Me Zerguine : l’extradition de Khaled Nezzar « pourrait être refusée »

Le tribunal militaire de Blida a lancé mardi dernier un mandat d’arrêt international à l’encontre de Khaled Nezzar, ancien ministre de la Défense nationale. L’ancien général à la retraite est accusé de « complot contre l’armée et contre l’autorité publique ».

Selon M. Kouceil Zerguine, expert en droit international, l’extradition de Khaled Nezzar « pourrait être refusée », précisant qu’ « elle sera refusée si l’infraction pour laquelle elle est demandée est considérée par la partie requise comme infraction politique ou connexe à une infraction politique », a-t-il indiqué dans un entretien publié ce jeudi 8 août 2019 dans les colonnes du quotidien Liberté.

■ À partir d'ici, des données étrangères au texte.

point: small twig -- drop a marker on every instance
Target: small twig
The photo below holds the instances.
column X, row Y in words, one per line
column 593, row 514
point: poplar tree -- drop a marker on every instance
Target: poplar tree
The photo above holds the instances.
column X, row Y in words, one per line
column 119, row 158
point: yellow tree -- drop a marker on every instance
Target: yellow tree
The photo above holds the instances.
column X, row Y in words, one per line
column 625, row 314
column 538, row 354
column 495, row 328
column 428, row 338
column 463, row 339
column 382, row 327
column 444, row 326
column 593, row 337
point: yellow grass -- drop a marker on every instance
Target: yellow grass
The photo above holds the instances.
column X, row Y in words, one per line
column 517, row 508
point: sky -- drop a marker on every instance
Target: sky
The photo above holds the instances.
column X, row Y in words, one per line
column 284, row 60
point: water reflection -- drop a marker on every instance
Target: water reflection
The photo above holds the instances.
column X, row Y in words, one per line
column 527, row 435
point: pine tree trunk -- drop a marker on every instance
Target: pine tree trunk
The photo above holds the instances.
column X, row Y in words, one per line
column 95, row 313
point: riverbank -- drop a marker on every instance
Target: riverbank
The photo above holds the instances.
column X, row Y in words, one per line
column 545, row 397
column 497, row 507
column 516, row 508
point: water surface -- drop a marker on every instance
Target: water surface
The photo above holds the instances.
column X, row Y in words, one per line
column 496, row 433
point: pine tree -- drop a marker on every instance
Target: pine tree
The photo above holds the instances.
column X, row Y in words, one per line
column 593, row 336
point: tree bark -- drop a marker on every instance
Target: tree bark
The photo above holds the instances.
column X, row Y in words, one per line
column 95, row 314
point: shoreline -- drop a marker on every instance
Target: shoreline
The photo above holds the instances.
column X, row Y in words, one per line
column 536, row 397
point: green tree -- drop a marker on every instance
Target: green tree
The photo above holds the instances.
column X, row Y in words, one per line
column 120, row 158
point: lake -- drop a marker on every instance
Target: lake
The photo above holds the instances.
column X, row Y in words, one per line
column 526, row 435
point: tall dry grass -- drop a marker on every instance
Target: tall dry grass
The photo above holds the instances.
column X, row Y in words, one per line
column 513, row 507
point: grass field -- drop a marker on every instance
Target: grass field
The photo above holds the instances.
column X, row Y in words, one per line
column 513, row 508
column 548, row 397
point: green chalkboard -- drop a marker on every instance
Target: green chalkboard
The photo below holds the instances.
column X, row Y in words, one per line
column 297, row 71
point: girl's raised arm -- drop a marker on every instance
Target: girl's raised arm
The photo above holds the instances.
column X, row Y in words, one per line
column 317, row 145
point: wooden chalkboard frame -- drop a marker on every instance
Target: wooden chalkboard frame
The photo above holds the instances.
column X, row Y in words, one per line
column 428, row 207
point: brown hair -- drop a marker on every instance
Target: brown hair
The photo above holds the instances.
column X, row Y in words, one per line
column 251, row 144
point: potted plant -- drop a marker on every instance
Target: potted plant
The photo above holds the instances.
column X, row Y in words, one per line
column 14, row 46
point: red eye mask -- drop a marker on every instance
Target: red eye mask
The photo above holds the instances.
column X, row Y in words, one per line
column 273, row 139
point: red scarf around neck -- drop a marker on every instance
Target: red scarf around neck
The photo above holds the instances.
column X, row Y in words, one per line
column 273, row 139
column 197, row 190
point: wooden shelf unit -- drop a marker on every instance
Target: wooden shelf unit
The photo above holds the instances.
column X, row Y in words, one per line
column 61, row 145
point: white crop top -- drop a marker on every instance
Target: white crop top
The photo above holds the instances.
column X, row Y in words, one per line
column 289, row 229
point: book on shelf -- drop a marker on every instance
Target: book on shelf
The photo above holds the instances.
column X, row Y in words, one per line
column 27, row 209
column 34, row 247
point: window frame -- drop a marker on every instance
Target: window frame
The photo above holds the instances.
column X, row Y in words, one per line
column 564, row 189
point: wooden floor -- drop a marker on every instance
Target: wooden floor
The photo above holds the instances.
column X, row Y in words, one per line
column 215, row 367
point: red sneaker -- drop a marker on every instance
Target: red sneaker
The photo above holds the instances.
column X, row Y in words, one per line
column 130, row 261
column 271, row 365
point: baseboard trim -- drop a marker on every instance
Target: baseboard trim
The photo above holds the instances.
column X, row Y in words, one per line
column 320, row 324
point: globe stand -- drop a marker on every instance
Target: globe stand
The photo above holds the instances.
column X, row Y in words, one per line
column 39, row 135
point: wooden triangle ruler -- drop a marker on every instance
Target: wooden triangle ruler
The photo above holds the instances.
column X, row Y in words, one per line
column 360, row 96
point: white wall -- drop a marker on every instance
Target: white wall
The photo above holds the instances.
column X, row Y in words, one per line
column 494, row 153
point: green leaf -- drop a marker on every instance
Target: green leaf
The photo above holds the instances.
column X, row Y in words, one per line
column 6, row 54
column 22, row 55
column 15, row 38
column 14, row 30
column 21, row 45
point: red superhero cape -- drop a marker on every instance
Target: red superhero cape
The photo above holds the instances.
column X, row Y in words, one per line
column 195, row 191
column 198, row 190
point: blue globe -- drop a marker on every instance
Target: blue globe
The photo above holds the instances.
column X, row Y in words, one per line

Il a indiqué que « les entraves ou plutôt les recours qui peuvent être formulés afin de suspendre la procédure d’exécution sont indiqués par l’article 4 de ladite convention qui détermine ainsi les cas de refus d’extradition ».

Me. Zerguine explique, dans le même entretien, que « lorsque l’infraction pour laquelle elle est demandée est considérée par la partie requise comme exclusivement militaire, lorsque l’infraction à raison de laquelle l’extradition est demandée est punie de la peine de mort par la législation de la partie requérante et lorsque la peine de mort n’est pas prévue par la législation de la partie requise pour une telle infraction, l’extradition sera refusée, à moins que la partie requérante ne donne des assurances jugées suffisantes que la peine de mort ne sera pas requise, que si elle est prononcée elle ne sera pas exécutée ».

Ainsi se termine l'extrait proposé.